This problem+solution, like many others in the agentic-space, have nothing agent-specific. Giving a "box" API keys was always considered a risk, and auth-proxying has existed as a solution forever. See tokenizer[0] by the fly.io team, which makes it a stateless service for eg - no database or dashboard. Or the buzzfeed SSO proxy, which lets you do the same via an OAuth2-dance at the frontend, and a upstream config at the backend which injects secrets: https://github.com/buzzfeed/sso/blob/549155a64d6c5f8916ed909....
Just because it's been done before for a different use-case doesn't mean that building exclusively for this use-case doesn't remove friction.
But it hasn't been built exclusively for that use case. It's literally the same.
It's not the same. The core overlap is that agents shouldn't be holding raw credentials, that part isn't new, agreed. But the problem space goes further when you're building for agents specifically:
- Requiring human approval before sensitive actions go through (as @guyb3 mentioned in the post)
- Managing short-lived JWT tokens (refresh/access) with tight TTLs.
- Scoping permissions per-session rather than per-service
Auth-proxying solves the "don't give the box your API key" part. But the approval layer and token lifecycle management are what make this agent-specific, not just "SSO proxy repackaged."

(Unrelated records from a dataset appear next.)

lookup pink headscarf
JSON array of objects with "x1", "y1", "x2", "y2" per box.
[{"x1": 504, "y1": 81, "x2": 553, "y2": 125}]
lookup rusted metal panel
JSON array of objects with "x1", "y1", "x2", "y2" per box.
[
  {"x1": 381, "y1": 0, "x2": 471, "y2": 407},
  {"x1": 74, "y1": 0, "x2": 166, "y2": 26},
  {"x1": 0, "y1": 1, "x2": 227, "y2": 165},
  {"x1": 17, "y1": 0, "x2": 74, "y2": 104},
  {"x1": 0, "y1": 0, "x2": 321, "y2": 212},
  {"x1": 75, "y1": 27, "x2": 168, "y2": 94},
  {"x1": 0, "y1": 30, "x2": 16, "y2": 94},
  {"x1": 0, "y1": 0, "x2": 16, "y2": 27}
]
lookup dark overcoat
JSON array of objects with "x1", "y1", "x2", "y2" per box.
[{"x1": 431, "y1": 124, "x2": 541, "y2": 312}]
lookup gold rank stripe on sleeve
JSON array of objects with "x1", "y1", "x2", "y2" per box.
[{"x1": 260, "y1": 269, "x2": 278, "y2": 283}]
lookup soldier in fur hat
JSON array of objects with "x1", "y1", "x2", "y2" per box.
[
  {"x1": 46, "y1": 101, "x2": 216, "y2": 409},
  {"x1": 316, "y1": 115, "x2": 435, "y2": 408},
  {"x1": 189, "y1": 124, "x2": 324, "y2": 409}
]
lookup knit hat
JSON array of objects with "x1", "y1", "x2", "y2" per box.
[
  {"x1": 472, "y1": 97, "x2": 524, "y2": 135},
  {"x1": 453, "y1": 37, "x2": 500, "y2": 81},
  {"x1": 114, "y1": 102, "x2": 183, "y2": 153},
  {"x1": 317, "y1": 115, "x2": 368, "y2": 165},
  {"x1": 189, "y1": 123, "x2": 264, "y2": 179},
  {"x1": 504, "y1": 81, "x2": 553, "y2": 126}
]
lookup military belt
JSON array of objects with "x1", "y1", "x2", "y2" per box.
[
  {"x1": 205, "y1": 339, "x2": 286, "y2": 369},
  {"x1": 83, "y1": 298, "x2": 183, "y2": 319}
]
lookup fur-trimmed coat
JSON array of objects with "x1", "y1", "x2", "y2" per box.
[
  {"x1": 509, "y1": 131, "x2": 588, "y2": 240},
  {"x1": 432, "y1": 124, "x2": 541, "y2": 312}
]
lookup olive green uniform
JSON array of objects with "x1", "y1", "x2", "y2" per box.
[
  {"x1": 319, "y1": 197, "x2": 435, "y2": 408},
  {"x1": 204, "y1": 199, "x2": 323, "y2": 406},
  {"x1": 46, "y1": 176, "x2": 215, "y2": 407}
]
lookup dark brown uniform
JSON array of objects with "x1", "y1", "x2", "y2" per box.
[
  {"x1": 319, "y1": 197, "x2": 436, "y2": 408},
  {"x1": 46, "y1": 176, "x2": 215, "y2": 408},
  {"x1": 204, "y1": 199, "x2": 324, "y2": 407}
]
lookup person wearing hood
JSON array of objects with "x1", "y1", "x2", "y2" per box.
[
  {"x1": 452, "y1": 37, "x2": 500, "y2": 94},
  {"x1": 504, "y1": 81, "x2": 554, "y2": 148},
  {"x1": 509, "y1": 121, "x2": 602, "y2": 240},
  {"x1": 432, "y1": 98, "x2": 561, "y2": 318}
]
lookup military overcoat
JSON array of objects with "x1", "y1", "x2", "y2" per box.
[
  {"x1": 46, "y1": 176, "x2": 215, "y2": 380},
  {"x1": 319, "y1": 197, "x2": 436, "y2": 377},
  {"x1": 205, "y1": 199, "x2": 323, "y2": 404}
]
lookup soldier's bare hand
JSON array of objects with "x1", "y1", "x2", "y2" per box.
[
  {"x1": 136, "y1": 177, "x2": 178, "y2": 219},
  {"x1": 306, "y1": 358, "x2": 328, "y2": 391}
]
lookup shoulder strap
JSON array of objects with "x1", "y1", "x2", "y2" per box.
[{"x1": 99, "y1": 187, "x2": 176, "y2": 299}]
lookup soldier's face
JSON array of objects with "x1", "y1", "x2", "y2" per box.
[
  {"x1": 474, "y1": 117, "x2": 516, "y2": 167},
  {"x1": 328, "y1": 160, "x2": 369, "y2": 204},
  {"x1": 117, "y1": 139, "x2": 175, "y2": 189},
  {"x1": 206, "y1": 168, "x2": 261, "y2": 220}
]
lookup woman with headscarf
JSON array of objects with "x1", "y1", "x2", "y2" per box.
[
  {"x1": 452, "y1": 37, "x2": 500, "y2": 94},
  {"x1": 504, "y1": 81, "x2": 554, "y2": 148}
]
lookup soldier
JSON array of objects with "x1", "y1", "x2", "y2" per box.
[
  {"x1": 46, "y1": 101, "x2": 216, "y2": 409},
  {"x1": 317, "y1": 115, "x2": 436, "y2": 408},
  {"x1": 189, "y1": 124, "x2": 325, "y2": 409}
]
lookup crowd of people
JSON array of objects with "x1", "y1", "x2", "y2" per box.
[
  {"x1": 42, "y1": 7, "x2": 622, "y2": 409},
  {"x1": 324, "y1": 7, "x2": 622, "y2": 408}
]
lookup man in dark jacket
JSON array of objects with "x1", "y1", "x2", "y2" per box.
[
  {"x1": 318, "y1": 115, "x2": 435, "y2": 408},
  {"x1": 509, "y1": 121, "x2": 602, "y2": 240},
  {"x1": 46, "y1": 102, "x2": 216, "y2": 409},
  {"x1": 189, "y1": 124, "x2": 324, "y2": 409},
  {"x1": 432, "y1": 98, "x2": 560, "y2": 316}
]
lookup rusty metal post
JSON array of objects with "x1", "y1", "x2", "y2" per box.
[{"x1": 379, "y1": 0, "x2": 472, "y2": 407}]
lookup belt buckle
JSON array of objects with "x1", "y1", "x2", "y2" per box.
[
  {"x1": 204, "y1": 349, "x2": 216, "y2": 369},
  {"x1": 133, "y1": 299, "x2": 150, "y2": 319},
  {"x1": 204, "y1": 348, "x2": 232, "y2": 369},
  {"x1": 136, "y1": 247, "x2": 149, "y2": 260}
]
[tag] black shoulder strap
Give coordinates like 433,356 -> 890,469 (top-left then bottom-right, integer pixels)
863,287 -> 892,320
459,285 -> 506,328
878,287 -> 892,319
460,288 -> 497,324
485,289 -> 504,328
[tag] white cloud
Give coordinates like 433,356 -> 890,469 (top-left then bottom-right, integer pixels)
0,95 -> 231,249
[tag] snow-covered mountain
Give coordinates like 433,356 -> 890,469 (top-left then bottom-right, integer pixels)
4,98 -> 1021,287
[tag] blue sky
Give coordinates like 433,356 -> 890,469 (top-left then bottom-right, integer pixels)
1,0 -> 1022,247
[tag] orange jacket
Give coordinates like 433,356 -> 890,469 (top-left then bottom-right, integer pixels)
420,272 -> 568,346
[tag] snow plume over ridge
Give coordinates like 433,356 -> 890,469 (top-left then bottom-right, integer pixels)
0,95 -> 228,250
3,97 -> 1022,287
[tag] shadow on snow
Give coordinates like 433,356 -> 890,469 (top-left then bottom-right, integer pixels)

I think you have a point. The credential part feels like a solved problem — auth-proxying has been around for a while. What seems genuinely new to me is the approval layer, the idea that a human should confirm before a sensitive action actually executes. I'm not sure that's covered by tokenizer or SSO proxy, but I could be wrong. Is that the real differentiator here, or am I missing something?